CNV-Finder facilitates streamlined and comprehensive analysis of deletions and duplications, capable of handling sample sizes necessary for capturing rare SVs and enhancing the statistical power of disease associations. This pipeline operates independently of outputs from any supplementary CNV prediction or imaging software, harnessing the extensive advantages of contemporary deep learning models. Additionally, its optional semi-automated functionality allows for the integration of expert validation, a process traditionally essential for confirming predicted candidates from standard array-based callers. Human expertise proves invaluable, particularly in complex regions like 17q21.31, where additional context is needed for accurate interpretation of detected variants or for navigating artifacts that may mimic structural variant features.
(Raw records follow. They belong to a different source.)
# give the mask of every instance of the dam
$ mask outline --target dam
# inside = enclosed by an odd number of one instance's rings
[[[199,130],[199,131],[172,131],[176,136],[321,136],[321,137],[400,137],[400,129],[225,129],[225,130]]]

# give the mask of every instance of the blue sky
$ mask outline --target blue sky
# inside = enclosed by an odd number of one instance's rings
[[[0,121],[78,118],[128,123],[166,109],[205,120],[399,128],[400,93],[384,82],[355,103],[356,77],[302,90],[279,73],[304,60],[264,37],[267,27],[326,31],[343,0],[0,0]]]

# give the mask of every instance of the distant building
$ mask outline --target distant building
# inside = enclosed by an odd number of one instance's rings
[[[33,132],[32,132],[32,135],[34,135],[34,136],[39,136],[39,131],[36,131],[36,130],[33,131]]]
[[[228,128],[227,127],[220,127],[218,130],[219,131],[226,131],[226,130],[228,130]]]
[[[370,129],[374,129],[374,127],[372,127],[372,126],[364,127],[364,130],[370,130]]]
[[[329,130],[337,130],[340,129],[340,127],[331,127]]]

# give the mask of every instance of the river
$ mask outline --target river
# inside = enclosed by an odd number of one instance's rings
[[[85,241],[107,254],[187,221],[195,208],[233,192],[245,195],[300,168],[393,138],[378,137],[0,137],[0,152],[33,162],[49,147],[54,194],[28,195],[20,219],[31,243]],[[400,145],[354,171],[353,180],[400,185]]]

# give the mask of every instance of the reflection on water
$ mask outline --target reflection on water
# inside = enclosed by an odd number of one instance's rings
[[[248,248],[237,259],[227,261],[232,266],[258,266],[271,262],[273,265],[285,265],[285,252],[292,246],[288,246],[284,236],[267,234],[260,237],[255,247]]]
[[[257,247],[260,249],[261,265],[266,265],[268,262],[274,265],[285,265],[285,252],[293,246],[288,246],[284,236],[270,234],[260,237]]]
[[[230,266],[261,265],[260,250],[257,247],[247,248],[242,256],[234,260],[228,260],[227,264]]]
Models trained with user visual confirmation have demonstrated enhanced detection capabilities for noisy and small CNVs, concurrently reducing false positive rates.

Limitations and Next Steps

It is noteworthy that while human validation within our semi-automated approach has enhanced model performance in our analyses, it can also introduce inconsistencies and biases to predictions. The balance and representation of each class (samples with CNVs vs. samples without CNVs) in the training set may be influenced by selections in a manner detrimental to prediction accuracy. Furthermore, as the models advance in CNV detection, adding negative samples to the training set with prediction values exceeding 0.8 may become increasingly challenging.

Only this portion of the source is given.